Former oil refinery in Victoria, Australia

Westernport Refinery was an oil refinery operated by BP Australia Limited at Crib Point adjacent to Westernport Bay, in Victoria, Australia. It was constructed from 1963 and started operations in 1966. Its last day of operation was 1 April 1985.

Construction of the refinery began in December 1963. It was designed with an initial throughput of 1500000 ST of crude oil per annum, and able to be expanded to 2200000 ST per annum. It was served by a jetty with two berths for import of crude oil and export of refined products in bulk.
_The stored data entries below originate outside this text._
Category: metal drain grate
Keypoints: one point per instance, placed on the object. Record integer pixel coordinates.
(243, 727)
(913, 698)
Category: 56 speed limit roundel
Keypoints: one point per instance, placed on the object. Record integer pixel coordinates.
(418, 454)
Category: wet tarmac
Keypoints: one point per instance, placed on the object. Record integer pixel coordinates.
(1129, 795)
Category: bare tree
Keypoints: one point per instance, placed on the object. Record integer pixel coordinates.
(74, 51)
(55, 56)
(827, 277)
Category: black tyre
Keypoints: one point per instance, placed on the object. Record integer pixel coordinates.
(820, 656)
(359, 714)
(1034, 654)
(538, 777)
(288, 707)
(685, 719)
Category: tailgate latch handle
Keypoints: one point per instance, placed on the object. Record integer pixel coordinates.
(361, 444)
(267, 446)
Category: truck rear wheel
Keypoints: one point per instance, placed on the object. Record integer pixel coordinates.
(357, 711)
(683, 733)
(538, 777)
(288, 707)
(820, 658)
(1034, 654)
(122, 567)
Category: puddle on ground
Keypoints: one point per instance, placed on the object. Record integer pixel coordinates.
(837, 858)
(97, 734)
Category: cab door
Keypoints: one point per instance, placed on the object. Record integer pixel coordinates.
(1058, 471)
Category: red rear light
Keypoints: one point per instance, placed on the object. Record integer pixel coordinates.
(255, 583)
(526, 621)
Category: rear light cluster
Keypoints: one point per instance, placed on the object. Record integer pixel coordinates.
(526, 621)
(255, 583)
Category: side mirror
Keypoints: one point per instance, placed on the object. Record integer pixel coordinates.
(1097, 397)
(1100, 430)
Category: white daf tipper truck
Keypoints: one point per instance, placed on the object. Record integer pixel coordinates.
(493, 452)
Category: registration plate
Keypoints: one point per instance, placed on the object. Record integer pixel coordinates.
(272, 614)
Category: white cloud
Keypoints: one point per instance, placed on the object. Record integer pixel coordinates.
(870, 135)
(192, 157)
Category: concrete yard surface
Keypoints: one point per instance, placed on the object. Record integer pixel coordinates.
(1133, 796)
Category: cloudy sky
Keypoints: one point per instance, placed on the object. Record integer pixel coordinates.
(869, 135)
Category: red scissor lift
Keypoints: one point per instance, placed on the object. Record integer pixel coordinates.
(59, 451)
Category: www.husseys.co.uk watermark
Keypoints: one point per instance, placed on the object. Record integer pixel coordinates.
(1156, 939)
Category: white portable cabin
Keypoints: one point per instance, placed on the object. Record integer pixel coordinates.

In 1965, BP built the BP Refinery Administration Building, adjacent to the refinery, that remained in use until 1985. The former administration building was added to the Victorian Heritage Register on 5 May 1994 in recognition of its historical and architectural significance; and was repurposed as the Victorian Maritime Centre, a maritime and naval museum.

==Legal dispute==

Westernport Refinery was the centre of a significant legal dispute which went to appeal to the Privy Council of the United Kingdom as the highest available appellate court at the time. The dispute arose at the beginning of 1970 and after many court cases and appeals, was finally determined by the Privy Council in July 1977. The focus of the dispute was payment of rates under various agreements with both local and state governments, after BP restructured its corporate arrangements.